Lenovo Thinks AMD for Business Desktops

For Lenovo Group customers, choosing a processor for a business desktop is about to become a two-horse race.

The PC maker in the second week of August will become the first top-tier manufacturer to offer an AMD processor-based desktop to large businesses in the United States, sources familiar with the company’s plans said.

Lenovo has deliberately aimed the ThinkCentre A60 desktop at large businesses in the United States. Other top-tier manufacturers offer AMD processor PCs, but have yet to openly target larger businesses with AMD-processor PCs in the United States.

Lenovo is “making no bones about the fact that this [ThinkCentre] is going to be targeted toward enterprise and mid-market customers,” a source familiar with the plan said.

To read more about Lenovo’s latest earnings, click here.

Given AMD’s progress of late—the company has made strides in the corporate space largely thanks to its Opteron server chip—business customers have begun asking to, at a minimum, evaluate PCs with AMD chips inside, the source said.

“Now it’s a two-horse race” in PC processors, the source said.

The ThinkCentre A60—which represents a series of firsts for Lenovo, including being the first Think-brand product to offer an AMD chip and the first desktop to come out of the company’s post-realignment Beijing, China, desktop team—will offer features that are tuned for big businesses.

The A60 will be available with AMD’s Sempron and Athlon 64 X2 processors in both minitower and small desktop configurations and will offer features such as a chassis that can be serviced without tools.

It will also come with Lenovo’s ThinkVantage software tools—ThinkVantage tools work to enhancing security and provide data backup and recovery—which are designed to make Lenovo PCs easier to manage for large businesses. Pricing was not yet available, the source said.

For its part, AMD has made strides with businesses of late. The chip maker has been particularly successful in the server space, where its Opteron processor has grown to claim more than a quarter of server processor shipments since its 2003 launch.

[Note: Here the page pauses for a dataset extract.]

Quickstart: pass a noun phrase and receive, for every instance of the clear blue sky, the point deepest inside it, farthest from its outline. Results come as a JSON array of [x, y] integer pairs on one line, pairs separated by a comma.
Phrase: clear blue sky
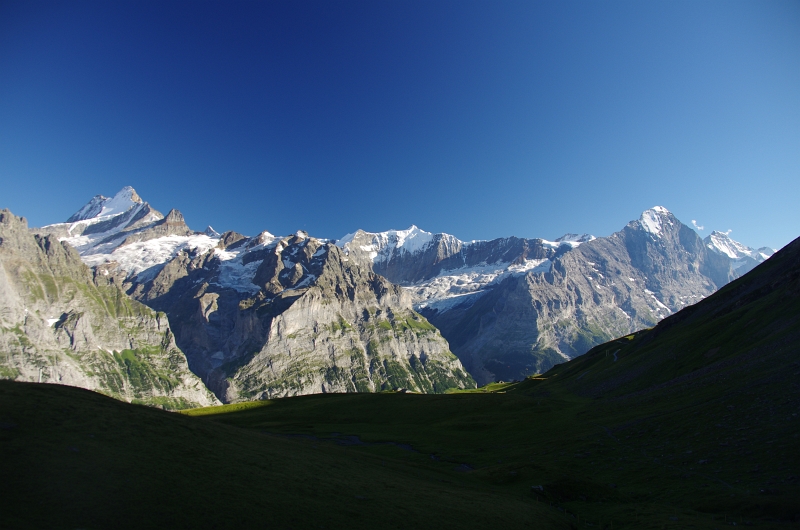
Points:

Hewlett-Packard, IBM and Sun Microsystems all offer Opteron servers. Dell has said it would join the fray later this year.

Success has come more slowly for AMD in business desktops and notebooks. Before Lenovo began offering its Lenovo 3000 PC line, HP was the only top-tier PC maker to offer a business-oriented system with an AMD chip in the United States.

AMD has a plan, however. The chip maker expects that its plan to purchase ATI Technologies will help accelerate its growth in business PCs. AMD announced on July 24 that it intends to purchase the graphics chip maker in a transaction valued at $5.4 billion.